А между тем бывает такой своеобразный сплин, который трудно предотвратить. Это ожидание утра, которое вечера мудреней, потому что не все утра обладают этим свойством. Это может длиться месяцами. Это ни то ни се, долгая, томная, изнуряющая смесь сожалений, последних с окончательными, это было с нами тысячи раз, это потеха, но не удается потешиться, распасться в улыбке, которой мы улыбались уже тысячи раз. Это конец, почти самый конец дня, и таблетки уже не помогают. К счастью, это не всегда длится вечно, как правило, это длится всего несколько месяцев, бывало даже, что внезапно все кончалось – например, в теплых странах. И потом, это не обязательно происходит беспрерывно, формального запрета на передышку нет, вовсе нет, и некоторые передышки даже приносят вам самую настоящую иллюзию жизни, пока они длятся, иллюзию бегущего, незагубленного дня. И даже если не заходить так далеко, они, эти передышки, приносят вам хоть небольшое облегчение, некоторые, не все, лишь те, которые дозволены, причем именно на то время, пока длятся.

Еще есть очаровательные краски, оттенки зеленого и преходяще-лимонного, не будем уточнять, они еще бледнеют, но это чтобы вернее вас насадить на вертел, угаснут ли они когда-нибудь, да, о да, угаснут.

И что тогда? Тогда всё, спасибо.

Снаружи это был такой же дом, как многие другие. Изнутри тоже. Из него вышел Камье. Он еще прогуливался понемногу в хорошую погоду. Стояло лето. Предпочтительней была бы осень, конец октября, начало ноября, но стояло лето, ничего не поделаешь. Солнце садилось, смычки настраивались (непонятно зачем), прежде чем разразиться древним плачем. Камье, легко одетый, шел вперед, уронив голову на грудину. Время от времени он выпрямлялся резким и тут же сходившим на нет движением, просто так, чтобы сориентироваться. Он чувствовал себя не слишком плохо, день выдался скорее удачный. Прохожие его толкали, но не нарочно, нет, не нарочно, они бы предпочли до него не дотрагиваться. Он делал круг, только один круг, иначе он скоро уставал, очень уставал. Тогда он останавливался, широко раскрывал свои маленькие сине-красные глазки и обводил ими все вокруг, пока не определял свое местонахождение. Поскольку сил дойти до дому не хватало, ему частенько приходилось заглядывать в первый попавшийся бар, просто чтобы взбодриться, набраться уверенности, уверенности и мужества на то, чтобы пуститься в обратный путь, о котором часто у него бывало довольно смутное представление. Он помогал себе палкой, стуча ею по земле на каждом шагу, не на каждом втором шагу, а просто на каждом. Вдруг на его плечо легла чья-то рука. Камье замер, съежился, но головы не поднял. Ему было все равно, так ему было даже лучше, проще, но это был еще не повод отрывать глаза от земли. Он услыхал: «Мир тесен». Чьи-то пальцы приподняли ему подбородок. Он увидел человека мощного телосложения, крайне гнусно одетого. Вдаваться в подробности бесполезно. Человек выглядел немолодым. От него воняло старостью, да и немытостью, в общем, сильно воняло. Камье со знанием дела принюхался.
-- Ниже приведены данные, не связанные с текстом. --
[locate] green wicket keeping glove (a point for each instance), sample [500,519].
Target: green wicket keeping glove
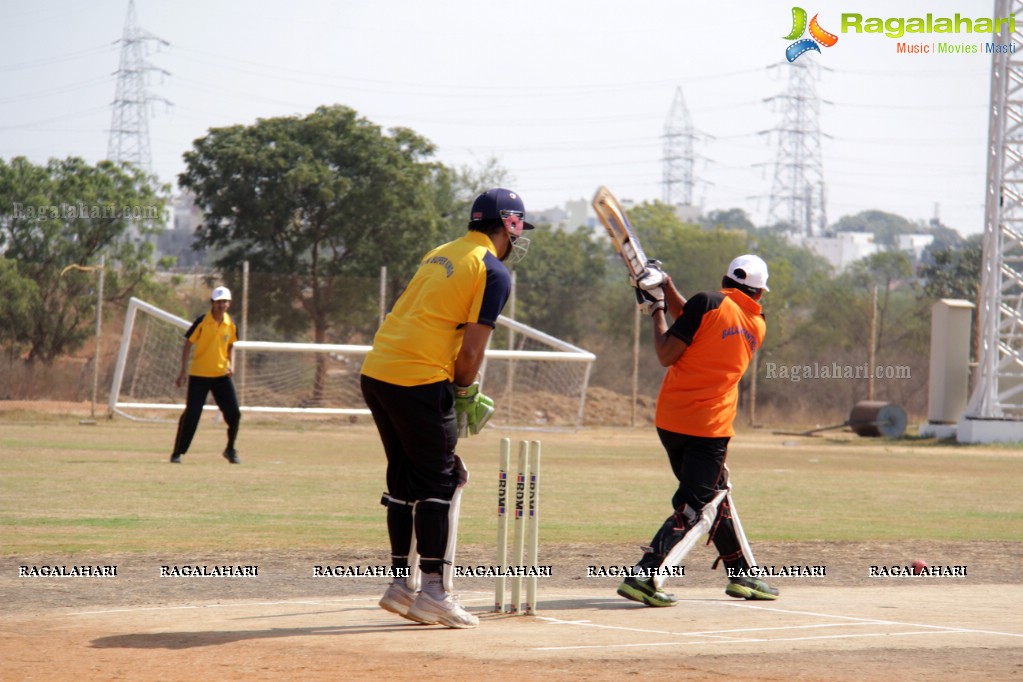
[472,408]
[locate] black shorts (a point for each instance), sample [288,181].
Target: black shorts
[698,462]
[418,429]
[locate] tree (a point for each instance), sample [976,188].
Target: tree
[316,200]
[953,272]
[62,215]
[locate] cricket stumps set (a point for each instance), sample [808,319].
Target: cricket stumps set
[526,526]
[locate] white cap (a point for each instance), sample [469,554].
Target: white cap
[749,270]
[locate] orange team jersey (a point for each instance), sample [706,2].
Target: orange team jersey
[699,394]
[211,345]
[456,283]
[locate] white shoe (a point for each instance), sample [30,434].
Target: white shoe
[447,611]
[398,598]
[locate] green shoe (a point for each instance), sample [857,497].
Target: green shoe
[645,592]
[750,588]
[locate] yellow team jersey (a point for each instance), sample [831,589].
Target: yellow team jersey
[211,346]
[456,283]
[700,392]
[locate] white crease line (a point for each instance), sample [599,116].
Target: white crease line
[874,621]
[234,605]
[742,641]
[723,634]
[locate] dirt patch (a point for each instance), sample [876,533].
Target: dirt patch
[290,574]
[287,625]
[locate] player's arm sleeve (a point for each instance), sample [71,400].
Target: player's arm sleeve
[191,334]
[495,291]
[684,328]
[470,358]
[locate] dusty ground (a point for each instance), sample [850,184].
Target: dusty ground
[285,624]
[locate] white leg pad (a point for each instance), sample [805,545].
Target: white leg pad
[454,508]
[675,555]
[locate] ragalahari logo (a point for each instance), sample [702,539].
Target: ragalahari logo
[817,35]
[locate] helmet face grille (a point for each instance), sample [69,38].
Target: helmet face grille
[513,222]
[520,245]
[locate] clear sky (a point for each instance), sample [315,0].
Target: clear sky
[565,94]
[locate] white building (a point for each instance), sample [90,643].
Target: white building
[840,251]
[915,244]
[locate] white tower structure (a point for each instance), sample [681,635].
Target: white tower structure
[798,187]
[995,408]
[129,140]
[678,154]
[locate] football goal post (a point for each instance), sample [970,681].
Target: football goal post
[541,381]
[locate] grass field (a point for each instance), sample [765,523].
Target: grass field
[108,488]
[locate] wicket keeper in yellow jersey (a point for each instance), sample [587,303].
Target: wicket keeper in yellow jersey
[419,381]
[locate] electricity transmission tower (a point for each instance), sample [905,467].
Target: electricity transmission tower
[995,407]
[797,195]
[129,139]
[678,155]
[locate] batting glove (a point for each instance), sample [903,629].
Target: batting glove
[654,277]
[651,301]
[473,410]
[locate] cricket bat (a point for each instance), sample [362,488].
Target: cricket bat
[622,236]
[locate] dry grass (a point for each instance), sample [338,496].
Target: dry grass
[72,488]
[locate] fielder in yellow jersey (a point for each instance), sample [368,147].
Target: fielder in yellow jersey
[210,341]
[419,381]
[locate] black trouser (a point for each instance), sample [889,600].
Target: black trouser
[223,394]
[418,429]
[699,465]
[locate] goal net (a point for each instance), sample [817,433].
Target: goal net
[538,380]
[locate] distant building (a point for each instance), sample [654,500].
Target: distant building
[571,217]
[915,244]
[177,241]
[840,251]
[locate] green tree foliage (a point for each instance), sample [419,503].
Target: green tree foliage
[55,221]
[324,200]
[953,272]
– С моим другом Мерсье ты знаком, – сказал человек.

Камье безуспешно поискал вокруг глазами.

– Позади тебя, – сказал человек.

Камье обернулся. Мерсье, всецело поглощенный витриной шляпного магазина, был виден в профиль.

– Разрешите, – сказал человек. – Мерсье, Камье, Камье, Мерсье.
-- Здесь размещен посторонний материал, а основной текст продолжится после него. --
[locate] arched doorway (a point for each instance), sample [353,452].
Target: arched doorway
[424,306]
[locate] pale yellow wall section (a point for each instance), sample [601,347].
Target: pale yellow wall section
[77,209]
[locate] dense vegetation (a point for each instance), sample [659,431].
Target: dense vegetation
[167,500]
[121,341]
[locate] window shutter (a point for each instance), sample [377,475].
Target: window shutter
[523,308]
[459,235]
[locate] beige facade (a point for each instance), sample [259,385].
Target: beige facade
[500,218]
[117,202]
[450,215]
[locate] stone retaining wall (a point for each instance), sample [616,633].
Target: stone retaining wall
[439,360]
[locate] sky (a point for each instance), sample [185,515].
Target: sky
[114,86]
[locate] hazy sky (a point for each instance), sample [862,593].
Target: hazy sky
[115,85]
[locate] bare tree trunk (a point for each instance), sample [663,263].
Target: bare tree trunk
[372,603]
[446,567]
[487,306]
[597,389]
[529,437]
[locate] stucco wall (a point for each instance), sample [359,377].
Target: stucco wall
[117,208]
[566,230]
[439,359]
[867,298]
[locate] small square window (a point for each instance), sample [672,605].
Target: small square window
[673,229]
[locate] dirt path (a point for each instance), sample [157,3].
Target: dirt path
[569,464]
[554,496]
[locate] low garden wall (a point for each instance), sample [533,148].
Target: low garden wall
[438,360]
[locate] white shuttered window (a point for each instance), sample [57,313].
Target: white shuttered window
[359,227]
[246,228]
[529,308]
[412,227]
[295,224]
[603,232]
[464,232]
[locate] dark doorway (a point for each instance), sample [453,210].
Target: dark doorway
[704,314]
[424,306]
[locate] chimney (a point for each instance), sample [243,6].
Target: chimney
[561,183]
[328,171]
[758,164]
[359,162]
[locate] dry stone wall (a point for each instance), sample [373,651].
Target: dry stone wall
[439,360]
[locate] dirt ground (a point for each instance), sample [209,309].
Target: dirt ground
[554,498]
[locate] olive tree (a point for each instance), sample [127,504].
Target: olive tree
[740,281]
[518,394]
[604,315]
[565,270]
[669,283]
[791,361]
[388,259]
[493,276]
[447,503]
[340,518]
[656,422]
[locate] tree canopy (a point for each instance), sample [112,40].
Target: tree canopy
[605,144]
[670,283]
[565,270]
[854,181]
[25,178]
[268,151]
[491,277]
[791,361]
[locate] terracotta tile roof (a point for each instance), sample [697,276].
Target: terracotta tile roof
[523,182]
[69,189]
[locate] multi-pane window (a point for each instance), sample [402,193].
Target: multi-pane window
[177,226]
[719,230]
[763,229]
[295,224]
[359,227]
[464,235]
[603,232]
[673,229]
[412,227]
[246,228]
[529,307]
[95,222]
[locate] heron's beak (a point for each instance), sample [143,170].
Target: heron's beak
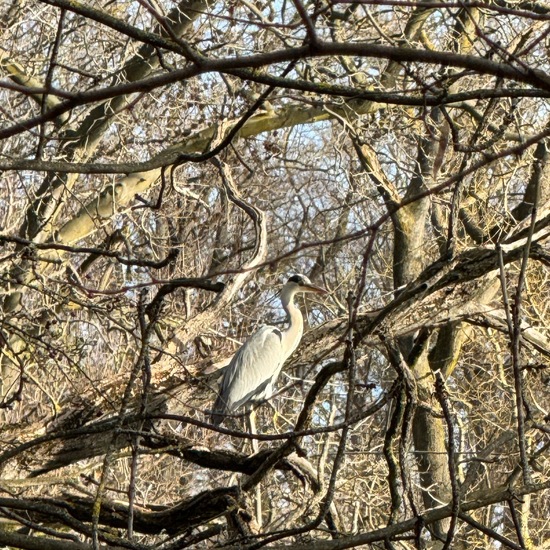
[314,289]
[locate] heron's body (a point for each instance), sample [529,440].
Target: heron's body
[252,373]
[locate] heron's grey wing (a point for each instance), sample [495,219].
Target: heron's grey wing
[253,369]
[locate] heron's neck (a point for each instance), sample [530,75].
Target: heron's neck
[293,333]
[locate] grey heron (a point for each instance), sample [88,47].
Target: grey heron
[254,369]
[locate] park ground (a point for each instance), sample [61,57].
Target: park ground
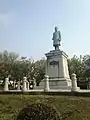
[69,107]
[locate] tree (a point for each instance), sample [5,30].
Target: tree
[76,65]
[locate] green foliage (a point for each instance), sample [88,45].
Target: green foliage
[38,111]
[76,65]
[68,108]
[11,65]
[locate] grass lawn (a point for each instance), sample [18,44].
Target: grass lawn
[70,108]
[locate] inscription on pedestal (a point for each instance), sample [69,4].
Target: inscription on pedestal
[54,63]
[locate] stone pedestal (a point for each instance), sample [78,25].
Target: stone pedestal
[18,88]
[46,83]
[6,84]
[57,70]
[24,84]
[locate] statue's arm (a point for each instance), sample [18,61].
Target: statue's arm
[53,37]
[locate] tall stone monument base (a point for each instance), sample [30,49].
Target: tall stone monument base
[57,70]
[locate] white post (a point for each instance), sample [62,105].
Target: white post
[74,83]
[27,85]
[46,83]
[24,84]
[18,88]
[6,84]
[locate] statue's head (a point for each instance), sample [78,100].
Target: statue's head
[56,29]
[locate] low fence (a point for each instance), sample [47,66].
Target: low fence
[25,86]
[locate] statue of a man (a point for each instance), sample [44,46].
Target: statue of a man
[56,38]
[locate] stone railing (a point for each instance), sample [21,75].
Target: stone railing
[25,84]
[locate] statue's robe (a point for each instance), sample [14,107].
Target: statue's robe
[56,38]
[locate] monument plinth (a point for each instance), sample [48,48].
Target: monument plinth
[57,66]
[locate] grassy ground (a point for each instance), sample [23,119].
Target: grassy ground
[70,108]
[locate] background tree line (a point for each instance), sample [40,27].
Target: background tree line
[14,67]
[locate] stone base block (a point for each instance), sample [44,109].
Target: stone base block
[60,83]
Ни дать ни взять, два слепца, которым только зрения и не хватает, чтобы составить представление друг о друге, а все прочее в наличии – и желание, и взаиморасположение тел в пространстве.

– Вижу, что вы знакомы, – сказал человек. – Я и не сомневался. Главное, не здоровайтесь.

– Я вас не знаю, месье, – сказал Камье.

– Я Уотт, – сказал Уотт. – В самом деле, я неузнаваем.

– Уотт? – сказал Камье. – Это имя ничего мне не говорит.

– Я малоизвестен, это правда, – сказал Уотт, – но рано или поздно я добьюсь известности. Не говорю – всемирной, например, немного шансов на то, что слух обо мне достигнет Лондона или Кук-Тулза.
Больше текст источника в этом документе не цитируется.